06-19-2017 05:18 AM
Trying to get our Ubuntu 16 RM server to access the internet behind a proxy but it keeps failing. I did enter the right info (as far as I know) but no success.
I've added as follows on bin/standalone.conf
JAVA_OPTS="$JAVA_OPTS -Dhttp.proxySet=true -Dhttp.proxyHost=http://[our_proxy_ip]:[our_port]"
JAVA_OPTS="$JAVA_OPTS -Dhttps.proxySet=true -Dhttps.proxyHost=http://[our_proxy_ip]:[our_port]"
JAVA_OPTS="$JAVA_OPTS -Dhttp.proxySet=true -Dhttp.proxyHost=http://[our_proxy_ip] -Dhttp.proxyPort=[our_port]"
JAVA_OPTS="$JAVA_OPTS -Dhttps.proxySet=true -Dhttps.proxyHost=http://[our_proxy_ip] -Dhttps.proxyPort=[our_port]"
but neither will make any difference, it keeps failing on getting me access to the internet (for web mining).
Any other ideas on how I can troubleshoot? I cannot find anything else as above so I'm stuck now
06-19-2017 10:37 AM
Indeed, using the '-Dhttp.proxy' parameters is not guaranteed to work depending on the Java version used. A good way to set server proxy details is to do it with a process. I have attached a proxy enforcing process which will directly set RapidMiner Server proxy settings. Please just run the operator included after the server started or prior to your web crawling process. With this operator you can even dynamically set proxy parameters if required, i.e. when there are multiple proxies or you need to turn it on and off.
06-23-2017 12:56 PM - edited 06-23-2017 01:02 PM
@homburg, would you perhaps have any other ideas? This is quite a serious problem for us since it means we can not access the internet.

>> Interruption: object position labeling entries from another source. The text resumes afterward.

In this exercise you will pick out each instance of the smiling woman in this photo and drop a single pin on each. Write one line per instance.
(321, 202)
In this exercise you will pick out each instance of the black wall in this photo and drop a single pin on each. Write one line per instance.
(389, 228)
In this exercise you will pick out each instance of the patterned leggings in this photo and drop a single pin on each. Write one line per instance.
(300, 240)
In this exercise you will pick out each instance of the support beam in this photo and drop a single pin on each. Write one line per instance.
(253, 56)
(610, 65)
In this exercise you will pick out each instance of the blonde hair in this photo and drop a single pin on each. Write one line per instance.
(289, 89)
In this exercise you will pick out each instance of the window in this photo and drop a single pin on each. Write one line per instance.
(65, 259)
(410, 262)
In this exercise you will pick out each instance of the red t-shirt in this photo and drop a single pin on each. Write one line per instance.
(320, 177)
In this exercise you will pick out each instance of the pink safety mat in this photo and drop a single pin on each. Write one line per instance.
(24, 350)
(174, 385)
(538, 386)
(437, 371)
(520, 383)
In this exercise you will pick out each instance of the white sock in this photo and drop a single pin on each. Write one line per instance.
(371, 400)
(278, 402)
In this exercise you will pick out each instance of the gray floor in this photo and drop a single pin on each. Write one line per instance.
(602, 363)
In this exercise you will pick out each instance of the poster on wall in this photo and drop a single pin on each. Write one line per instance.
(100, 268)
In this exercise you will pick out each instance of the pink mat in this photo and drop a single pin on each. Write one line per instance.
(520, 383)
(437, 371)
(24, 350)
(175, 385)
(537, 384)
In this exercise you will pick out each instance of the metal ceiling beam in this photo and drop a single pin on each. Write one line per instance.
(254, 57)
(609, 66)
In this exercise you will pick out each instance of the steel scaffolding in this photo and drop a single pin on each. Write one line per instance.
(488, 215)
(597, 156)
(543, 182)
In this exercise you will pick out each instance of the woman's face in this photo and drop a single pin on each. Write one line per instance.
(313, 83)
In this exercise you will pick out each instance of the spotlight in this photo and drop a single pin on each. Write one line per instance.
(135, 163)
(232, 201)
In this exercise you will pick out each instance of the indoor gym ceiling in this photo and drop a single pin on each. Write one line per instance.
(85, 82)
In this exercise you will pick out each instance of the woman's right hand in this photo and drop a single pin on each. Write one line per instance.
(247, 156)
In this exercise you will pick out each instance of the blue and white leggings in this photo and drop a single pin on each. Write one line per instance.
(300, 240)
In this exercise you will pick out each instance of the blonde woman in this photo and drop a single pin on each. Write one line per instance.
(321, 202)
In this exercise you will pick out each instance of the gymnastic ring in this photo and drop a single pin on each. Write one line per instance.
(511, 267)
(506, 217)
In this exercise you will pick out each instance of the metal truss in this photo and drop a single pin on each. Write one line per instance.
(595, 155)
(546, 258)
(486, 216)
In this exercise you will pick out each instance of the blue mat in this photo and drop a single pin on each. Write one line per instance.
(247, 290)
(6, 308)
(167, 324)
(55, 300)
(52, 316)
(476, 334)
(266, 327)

Given that we need RMS to do webmining it is crucial to go online.
If it helps we get the following error message when trying to use a python urllib command with RMS :
<urlopen error [Errno -5] No address associated with hostname>
Note that curling the test url, or calling it in python directly works fine on the server, so we are able to access the internet outside of RMS, just not inside RMS. Also everything else (like apt-get etc) works fine, it is only using RMS to access the internet that fails. Is rapidminer using non default ways to communicate to the internet that might be blocked by our network?
Are there ways I can test the routing when using RMS to access the internet, to see where it get's blocked?

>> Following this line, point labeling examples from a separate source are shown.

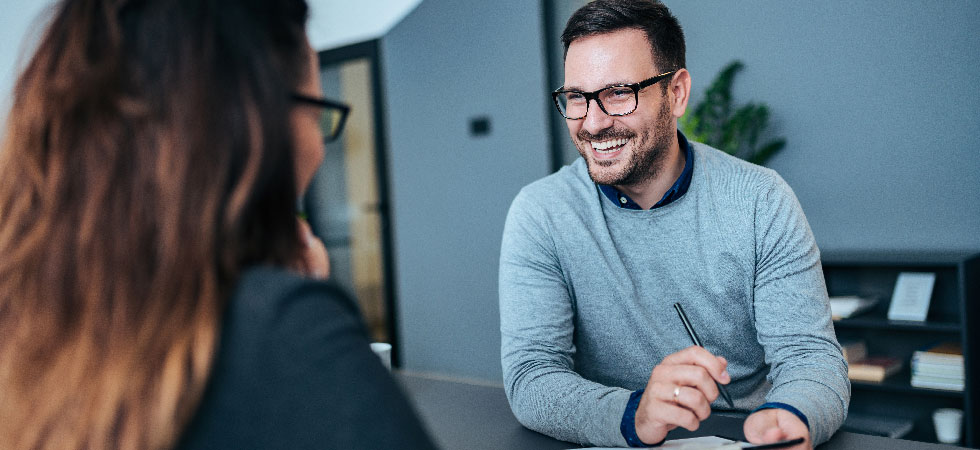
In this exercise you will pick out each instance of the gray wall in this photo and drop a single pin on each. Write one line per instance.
(879, 102)
(447, 63)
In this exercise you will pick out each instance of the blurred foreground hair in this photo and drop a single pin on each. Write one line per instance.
(147, 159)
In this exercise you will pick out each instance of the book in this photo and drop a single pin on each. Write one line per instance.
(946, 352)
(854, 350)
(939, 367)
(873, 369)
(910, 299)
(945, 384)
(842, 307)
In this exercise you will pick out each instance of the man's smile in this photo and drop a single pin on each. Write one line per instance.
(608, 148)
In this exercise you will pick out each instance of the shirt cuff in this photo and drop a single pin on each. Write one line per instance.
(778, 405)
(628, 425)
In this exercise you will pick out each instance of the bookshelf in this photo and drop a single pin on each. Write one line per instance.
(953, 311)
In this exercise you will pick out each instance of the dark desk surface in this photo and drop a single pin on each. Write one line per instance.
(464, 416)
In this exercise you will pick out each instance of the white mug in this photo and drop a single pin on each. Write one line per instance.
(383, 350)
(948, 422)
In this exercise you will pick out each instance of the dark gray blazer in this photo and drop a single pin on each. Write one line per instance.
(294, 370)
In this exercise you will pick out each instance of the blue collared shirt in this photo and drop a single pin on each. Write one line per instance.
(675, 192)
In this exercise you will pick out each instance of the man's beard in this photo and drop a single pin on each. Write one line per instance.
(644, 163)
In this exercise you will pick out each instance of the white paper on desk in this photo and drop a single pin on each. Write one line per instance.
(910, 300)
(698, 443)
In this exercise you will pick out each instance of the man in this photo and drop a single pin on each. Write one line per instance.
(594, 257)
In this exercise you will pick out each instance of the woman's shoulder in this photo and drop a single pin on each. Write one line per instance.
(266, 295)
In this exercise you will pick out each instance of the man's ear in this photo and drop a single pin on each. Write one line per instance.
(679, 92)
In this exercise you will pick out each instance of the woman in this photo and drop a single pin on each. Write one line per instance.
(148, 181)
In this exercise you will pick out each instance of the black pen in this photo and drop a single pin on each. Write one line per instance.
(694, 338)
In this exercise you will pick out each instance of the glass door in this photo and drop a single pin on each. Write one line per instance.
(346, 203)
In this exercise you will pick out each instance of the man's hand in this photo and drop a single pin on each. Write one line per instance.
(679, 393)
(771, 425)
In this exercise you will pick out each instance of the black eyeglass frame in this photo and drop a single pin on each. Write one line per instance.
(594, 95)
(326, 104)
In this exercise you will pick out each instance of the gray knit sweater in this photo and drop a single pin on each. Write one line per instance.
(587, 288)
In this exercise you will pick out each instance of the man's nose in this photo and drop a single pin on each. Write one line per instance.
(596, 119)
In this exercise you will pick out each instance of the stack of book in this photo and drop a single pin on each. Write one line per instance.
(861, 367)
(843, 307)
(939, 367)
(877, 425)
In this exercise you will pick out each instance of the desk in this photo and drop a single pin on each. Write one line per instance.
(464, 416)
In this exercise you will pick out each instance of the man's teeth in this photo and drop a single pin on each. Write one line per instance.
(605, 146)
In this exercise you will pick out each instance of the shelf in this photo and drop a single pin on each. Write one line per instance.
(898, 325)
(901, 383)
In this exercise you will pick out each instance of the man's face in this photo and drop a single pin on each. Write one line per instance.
(620, 150)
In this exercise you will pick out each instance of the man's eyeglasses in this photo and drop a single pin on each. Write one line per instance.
(618, 100)
(333, 114)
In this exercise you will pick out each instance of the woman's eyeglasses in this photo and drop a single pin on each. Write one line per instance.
(333, 114)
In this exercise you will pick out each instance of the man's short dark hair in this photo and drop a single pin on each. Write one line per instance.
(649, 16)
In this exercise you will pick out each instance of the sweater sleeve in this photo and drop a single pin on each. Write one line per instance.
(792, 315)
(537, 345)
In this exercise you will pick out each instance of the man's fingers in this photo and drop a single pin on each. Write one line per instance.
(691, 399)
(673, 416)
(694, 355)
(686, 375)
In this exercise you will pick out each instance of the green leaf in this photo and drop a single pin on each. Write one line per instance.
(735, 130)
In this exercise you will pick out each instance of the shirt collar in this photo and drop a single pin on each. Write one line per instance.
(676, 191)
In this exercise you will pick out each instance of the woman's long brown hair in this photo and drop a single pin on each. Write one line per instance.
(147, 160)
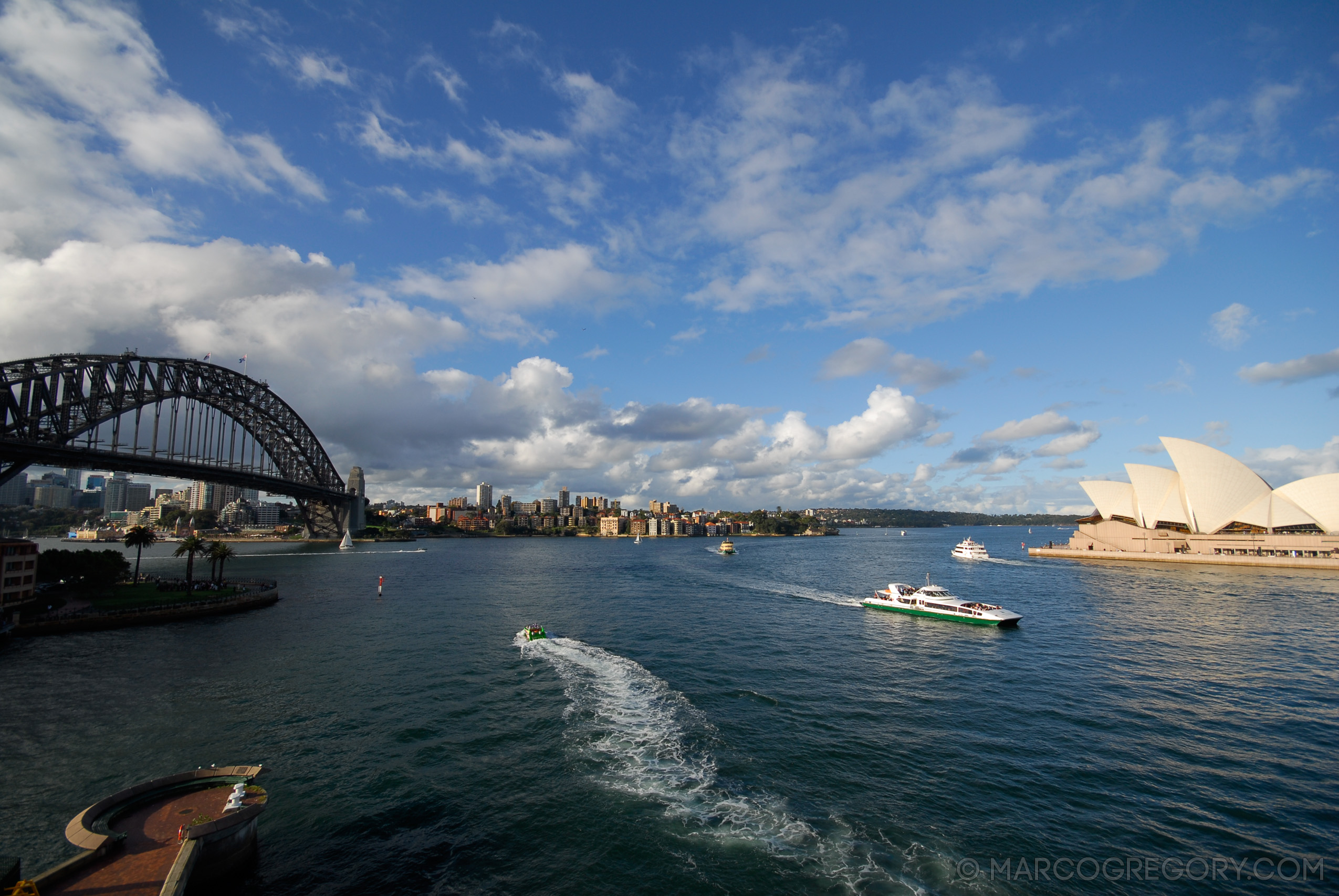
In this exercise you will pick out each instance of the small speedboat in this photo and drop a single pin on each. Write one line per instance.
(938, 603)
(968, 550)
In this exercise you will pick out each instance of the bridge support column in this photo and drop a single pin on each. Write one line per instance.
(322, 520)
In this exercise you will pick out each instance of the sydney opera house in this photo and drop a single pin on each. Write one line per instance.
(1209, 509)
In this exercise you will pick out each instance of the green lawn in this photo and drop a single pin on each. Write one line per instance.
(148, 595)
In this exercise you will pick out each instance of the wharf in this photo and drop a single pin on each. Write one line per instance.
(150, 839)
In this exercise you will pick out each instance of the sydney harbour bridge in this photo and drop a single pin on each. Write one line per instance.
(171, 417)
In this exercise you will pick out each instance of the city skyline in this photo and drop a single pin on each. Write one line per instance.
(724, 258)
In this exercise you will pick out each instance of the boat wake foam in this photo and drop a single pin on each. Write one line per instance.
(811, 594)
(639, 736)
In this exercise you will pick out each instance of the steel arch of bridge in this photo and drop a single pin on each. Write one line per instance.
(171, 417)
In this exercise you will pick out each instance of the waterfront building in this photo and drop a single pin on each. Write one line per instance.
(137, 496)
(266, 515)
(20, 572)
(116, 493)
(237, 513)
(1211, 505)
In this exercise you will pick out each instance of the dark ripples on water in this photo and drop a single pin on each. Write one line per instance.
(706, 724)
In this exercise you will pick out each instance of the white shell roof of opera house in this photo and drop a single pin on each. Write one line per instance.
(1209, 491)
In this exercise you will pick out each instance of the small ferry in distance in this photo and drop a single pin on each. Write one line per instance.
(938, 603)
(968, 550)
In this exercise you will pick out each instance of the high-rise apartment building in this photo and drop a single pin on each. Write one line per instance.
(116, 492)
(53, 496)
(15, 492)
(137, 496)
(201, 496)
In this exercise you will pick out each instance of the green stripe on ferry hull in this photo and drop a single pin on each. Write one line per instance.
(970, 620)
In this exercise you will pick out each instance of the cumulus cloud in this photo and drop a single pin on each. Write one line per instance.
(1072, 442)
(99, 65)
(1293, 372)
(498, 294)
(1230, 326)
(871, 354)
(1043, 424)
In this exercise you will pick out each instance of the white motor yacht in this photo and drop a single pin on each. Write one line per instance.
(968, 550)
(938, 603)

06-23-2017 01:16 PM - edited 06-23-2017 01:19 PM
Well, that is a different situation. When you are running urllib the Python executor tries to directly connect to the given resource, no RapidMiner proxy is involved then (as it would be i.e. you were runing the web mining extension).

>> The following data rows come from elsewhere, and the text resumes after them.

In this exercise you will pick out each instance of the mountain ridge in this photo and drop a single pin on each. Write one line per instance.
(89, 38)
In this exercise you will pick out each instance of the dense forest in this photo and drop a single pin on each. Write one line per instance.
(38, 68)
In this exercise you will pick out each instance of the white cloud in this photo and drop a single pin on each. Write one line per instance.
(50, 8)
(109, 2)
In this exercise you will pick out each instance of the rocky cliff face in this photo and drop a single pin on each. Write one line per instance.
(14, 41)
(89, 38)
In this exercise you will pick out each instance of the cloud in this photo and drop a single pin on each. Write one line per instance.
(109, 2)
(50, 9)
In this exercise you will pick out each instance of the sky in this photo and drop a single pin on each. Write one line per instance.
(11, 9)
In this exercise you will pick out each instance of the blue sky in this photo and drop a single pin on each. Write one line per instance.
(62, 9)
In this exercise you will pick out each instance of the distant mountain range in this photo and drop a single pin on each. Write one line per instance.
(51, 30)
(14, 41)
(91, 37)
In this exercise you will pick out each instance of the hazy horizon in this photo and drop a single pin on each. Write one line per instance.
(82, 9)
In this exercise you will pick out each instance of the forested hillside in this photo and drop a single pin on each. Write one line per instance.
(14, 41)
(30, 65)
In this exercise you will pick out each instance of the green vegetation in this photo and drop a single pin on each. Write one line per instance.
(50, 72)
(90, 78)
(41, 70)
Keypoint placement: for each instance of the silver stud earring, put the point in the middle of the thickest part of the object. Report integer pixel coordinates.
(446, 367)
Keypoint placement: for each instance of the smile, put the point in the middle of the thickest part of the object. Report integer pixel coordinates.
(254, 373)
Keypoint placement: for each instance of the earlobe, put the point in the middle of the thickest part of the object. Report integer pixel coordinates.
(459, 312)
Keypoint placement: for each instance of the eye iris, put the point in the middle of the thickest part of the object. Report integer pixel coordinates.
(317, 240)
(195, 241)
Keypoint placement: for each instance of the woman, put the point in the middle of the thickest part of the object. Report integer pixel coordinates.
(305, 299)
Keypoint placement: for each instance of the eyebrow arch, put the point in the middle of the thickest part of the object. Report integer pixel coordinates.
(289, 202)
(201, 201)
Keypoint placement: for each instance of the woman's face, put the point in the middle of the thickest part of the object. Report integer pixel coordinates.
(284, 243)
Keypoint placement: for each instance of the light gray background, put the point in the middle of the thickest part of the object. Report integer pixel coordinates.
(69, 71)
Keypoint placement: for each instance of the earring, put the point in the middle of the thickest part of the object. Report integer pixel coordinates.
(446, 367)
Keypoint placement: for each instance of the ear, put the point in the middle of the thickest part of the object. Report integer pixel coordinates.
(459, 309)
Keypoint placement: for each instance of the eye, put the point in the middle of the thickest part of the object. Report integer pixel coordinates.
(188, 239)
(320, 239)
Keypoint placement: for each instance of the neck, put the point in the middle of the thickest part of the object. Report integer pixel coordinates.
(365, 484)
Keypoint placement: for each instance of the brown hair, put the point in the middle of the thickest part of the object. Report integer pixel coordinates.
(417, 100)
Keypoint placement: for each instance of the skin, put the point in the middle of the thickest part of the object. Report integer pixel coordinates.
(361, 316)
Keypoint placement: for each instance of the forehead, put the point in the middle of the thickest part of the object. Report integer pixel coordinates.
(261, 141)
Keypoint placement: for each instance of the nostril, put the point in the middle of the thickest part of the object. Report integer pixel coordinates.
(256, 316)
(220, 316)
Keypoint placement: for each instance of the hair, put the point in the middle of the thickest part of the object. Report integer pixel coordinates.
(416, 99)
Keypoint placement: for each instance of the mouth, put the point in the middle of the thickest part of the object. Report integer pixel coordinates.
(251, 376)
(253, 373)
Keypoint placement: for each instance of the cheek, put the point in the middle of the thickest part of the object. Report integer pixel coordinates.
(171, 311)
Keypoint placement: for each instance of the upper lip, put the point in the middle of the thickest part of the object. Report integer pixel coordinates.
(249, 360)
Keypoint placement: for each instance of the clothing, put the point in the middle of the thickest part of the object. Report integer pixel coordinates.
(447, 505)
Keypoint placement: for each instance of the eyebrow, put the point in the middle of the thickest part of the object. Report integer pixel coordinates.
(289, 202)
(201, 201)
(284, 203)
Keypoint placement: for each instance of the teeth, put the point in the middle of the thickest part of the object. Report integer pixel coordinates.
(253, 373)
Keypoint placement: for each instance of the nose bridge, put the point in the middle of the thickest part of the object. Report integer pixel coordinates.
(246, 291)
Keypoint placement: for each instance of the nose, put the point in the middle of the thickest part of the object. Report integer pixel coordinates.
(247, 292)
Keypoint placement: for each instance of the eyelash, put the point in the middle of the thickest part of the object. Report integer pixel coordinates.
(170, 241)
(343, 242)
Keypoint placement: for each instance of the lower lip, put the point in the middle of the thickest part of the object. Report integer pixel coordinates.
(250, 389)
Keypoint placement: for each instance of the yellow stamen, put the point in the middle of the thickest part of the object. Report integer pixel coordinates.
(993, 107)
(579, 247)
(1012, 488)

In this case please enrich your Python script with a proper proxy config by creating a proxy enabled URL opener.
06-23-2017 04:22 PM
Thanks @homburg, adding the proxy to the python code does the trick indeed.
Worst case scenario I can fetch now url's this way, but I'm still puzzled on how to get the web operators running as these do offer quite some value also.
I think by now I tried every possible combination with no luck, so any tip or trick that I can use to do some troubleshooting is welcome.
06-24-2017 04:52 PM
Hi @homburg, not sure if it was you or someone else who marked this topic is now solved but I opened it again as it is not really solved.
There is a workaround using python and no longer use the whole web operator set, but that does not fix the problem. I remain unable to use the toolset behind a proxy server and it is still pretty important to understand why so we would be able to use the web crawler logic as intended.
Some questions : the script you provided seems to work fine for the studio setup, but is it also applicable for the actual server? Note that our physical server is not having a studio version installed, these are on other machines. Does that have an impact? The server is nothing but a bare setting running only the server software.
I believe the main components behind the web page extrators are based on crawler4j, and these have the default proxy settings set to null. Do the JBoss setting have an impact on these, or should I use something similar as what you created but addressing the web component code directly? And if so, how would that work?
Note to whomever reading this, do not close this before it is actually solved, thanks!
06-28-2017 12:07 PM - edited 06-28-2017 12:09 PM
Hi @kayman, usually setting these RapidMiner proxy parameters should be sufficient to control web mining extension operators and the proxy used. I have successfully applied proxy parameters in combination with a "Get Page" operator.
You mentioned that your settings work in Studio but not for RM Server. Does you server run inside the same network segment using the same proxy / dialout permissons?